4) Have clarity in communication
Communication in a classical sense is when teams are regularly kept informed of the organization’s and the project’s current state of affairs. This allows for transparency and awareness.
I cannot stress enough, the importance of ensuring the team members have clarity about their roles and responsibilities. Every task has the highest chance of successful completion when there is no ambiguity about the ownership and accountability. Teams form a track record of consistent success because tasks don't fall through the cracks due to lack of clear communication.
5) Ensure continuous dialog
Where overall communication is at the team level, having continuous dialog and feedback is essential at team member level. Regular one-on-one conversations about personal and professional well-being creates a sense of belonging for team members.
This continuous dialog also reinforces every team member and their manager’s understanding about expectations and enables them to reset and redirect focus in time to keep on track on personal and professional goals.
6) Nurture routines
If there is one aspect across projects and programs that is ensured, it’s there will be unexpected situations, risks and issues to deal with in spite of good planning and provisioning. What creates the strength and ability in a team to overcome setbacks and make their way to a solution, are procedures and routines.
Daily standups are a chance to correct course. Retrospectives are a chance to learn from and create plans to prepare for challenges. Procedural guidelines help in decision making when next steps may be unclear. These routines and processes create sustainable results.
7) Instill trust
Teams and members perform their best when they know and feel the trust from their leaders and peers. I strive to build a culture of trust by providing guidelines and removing boundaries. It's my way of encouraging innovation so my teams and members are proactive in their thoughts and are not afraid to suggest ideas that are out of the box.

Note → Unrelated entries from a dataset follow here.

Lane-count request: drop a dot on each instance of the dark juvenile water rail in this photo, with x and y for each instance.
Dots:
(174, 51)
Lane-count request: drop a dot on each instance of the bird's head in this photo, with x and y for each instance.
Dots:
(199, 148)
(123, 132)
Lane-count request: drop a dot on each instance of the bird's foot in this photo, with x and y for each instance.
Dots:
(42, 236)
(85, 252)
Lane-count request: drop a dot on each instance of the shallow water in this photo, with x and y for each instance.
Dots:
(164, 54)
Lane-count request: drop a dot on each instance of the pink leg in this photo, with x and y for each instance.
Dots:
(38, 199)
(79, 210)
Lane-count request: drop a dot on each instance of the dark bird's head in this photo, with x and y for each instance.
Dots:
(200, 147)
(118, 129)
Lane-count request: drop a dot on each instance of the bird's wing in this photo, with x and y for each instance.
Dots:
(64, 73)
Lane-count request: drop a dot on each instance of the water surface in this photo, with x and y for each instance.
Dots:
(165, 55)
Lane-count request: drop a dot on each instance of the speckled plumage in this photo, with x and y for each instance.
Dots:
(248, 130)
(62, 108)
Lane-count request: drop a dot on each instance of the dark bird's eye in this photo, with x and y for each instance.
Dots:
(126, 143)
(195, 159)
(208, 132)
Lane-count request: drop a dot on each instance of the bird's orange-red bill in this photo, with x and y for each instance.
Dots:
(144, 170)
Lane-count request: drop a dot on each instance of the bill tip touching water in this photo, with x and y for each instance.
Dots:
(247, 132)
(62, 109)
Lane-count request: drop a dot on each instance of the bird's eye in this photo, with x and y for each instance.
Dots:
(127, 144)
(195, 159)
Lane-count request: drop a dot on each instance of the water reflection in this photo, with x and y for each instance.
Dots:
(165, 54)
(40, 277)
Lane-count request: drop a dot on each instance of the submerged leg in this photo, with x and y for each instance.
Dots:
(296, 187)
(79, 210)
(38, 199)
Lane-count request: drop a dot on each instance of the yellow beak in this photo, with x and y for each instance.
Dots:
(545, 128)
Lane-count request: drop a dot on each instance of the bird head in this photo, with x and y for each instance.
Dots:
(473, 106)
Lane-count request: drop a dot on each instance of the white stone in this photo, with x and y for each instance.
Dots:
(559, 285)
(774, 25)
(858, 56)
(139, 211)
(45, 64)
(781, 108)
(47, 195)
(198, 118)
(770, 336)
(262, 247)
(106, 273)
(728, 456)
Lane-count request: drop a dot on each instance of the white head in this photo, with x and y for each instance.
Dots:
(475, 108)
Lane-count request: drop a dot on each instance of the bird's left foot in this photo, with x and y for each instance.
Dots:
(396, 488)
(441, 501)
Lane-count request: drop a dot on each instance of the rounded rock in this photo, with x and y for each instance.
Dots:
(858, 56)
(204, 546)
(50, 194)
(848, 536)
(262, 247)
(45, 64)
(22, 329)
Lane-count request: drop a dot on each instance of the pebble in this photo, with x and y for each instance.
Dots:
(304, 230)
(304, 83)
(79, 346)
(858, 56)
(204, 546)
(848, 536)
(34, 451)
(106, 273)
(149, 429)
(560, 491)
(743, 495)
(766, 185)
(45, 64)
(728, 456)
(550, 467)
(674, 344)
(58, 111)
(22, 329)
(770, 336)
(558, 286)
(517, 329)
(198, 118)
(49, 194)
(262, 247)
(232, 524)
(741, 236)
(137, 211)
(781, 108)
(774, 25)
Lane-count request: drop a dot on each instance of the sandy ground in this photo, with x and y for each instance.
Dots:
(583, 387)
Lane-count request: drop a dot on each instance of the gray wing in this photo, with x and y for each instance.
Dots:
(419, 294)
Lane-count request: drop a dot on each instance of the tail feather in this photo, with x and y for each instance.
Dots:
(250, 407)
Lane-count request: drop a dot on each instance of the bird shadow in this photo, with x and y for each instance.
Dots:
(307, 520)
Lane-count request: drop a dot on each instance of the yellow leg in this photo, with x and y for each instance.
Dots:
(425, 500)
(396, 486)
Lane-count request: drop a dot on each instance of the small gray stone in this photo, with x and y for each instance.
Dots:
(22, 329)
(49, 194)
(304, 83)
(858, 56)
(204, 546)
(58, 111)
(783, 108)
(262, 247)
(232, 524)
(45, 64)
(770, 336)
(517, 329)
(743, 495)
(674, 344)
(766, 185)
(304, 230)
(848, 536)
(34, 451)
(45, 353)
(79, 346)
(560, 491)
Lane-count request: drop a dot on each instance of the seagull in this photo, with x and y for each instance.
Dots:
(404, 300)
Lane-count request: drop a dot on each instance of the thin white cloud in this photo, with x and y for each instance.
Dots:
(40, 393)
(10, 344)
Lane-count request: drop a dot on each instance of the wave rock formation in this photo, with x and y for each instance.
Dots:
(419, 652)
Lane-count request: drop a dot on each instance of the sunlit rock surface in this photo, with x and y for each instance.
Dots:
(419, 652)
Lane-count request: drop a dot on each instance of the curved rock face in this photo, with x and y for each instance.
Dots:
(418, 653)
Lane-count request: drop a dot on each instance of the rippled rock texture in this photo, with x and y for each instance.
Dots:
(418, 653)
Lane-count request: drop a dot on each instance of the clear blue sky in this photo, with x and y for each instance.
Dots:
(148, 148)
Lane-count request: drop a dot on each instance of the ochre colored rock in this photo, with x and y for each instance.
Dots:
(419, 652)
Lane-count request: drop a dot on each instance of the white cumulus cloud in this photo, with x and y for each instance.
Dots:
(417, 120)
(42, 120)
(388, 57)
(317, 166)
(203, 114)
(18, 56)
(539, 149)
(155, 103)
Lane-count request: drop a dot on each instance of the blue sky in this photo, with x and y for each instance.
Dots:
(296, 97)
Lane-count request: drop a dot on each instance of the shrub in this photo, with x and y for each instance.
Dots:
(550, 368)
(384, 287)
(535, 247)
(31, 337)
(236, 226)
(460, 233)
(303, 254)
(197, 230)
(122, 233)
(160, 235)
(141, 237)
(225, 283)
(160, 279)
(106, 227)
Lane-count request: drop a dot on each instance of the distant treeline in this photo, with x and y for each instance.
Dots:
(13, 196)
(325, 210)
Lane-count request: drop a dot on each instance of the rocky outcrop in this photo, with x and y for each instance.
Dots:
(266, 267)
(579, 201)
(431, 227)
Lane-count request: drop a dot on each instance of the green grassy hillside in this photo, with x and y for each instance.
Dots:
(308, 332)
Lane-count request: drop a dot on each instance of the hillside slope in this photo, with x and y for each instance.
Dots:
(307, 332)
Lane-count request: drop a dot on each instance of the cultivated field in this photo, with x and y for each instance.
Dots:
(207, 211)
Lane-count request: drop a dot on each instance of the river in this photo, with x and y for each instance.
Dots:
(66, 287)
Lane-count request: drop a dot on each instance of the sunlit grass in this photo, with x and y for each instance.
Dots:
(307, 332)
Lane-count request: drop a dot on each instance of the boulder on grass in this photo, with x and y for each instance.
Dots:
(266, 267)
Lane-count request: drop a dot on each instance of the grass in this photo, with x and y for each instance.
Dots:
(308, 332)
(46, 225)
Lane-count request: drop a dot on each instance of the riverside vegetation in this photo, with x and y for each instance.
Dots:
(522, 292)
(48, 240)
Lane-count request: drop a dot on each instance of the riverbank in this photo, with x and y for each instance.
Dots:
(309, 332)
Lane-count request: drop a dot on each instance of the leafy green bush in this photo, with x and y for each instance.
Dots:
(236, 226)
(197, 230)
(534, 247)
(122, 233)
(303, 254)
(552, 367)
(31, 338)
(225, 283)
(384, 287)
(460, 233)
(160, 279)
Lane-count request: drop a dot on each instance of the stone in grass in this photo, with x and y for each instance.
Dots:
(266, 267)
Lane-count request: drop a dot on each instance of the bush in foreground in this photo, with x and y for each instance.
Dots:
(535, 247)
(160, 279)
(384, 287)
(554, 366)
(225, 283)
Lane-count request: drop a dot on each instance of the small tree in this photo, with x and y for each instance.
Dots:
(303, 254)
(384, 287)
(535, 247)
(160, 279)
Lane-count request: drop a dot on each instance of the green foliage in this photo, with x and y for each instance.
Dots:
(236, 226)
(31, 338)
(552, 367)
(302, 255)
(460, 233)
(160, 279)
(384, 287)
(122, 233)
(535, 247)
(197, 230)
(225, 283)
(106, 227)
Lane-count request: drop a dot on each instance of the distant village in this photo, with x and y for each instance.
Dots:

A team is strong when its members are inspired to exceed expectations because it’s their ideas and leadership that take the projects to completion.
8) Ensure growth
Every success in projects and programs is hollow without it contributing to the professional and personal growth for each team member. My approach to building a strong team where members have a path for career progression, is to have varying levels of experience from intern/junior to seniors within it.
Every individual has strength and potential. The key is to identify that strength and mentor team members through their journey towards professional growth. Recognize ambitions, provide opportunities that play to their strengths and help them show their merit. Essence of leadership is to create a positive difference with personal and professional growth for members of the team.
9) Make tough decisions as last resort
Finally, it is essential to objectively identify incompatibility and make the decision to let someone go. For me personally, this decision comes as a last resort, after I have tried every avenue to make a good fit.
The paths we take need to lead to the same destination. When we work for an organization, business strategy and goals are our beacon. No matter what path we choose to get to that beacon, we are all stronger together walking it with happiness.
The fabric of a team is delicate yet tenacious when woven with consideration to individual strengths. Pick the right skills and attitudes, add inspiration and ownership, provide the right tools and guidelines and you get a whole that is greater than the sum of its parts.
Building a great team is an ongoing journey. People become part of a team. They learn, contribute, grow and sometimes part ways. Team dynamics change, and the cycle starts over. Team building never stops. However, following these solid principles for building strength in engineering teams, this process becomes repeatable and reliable.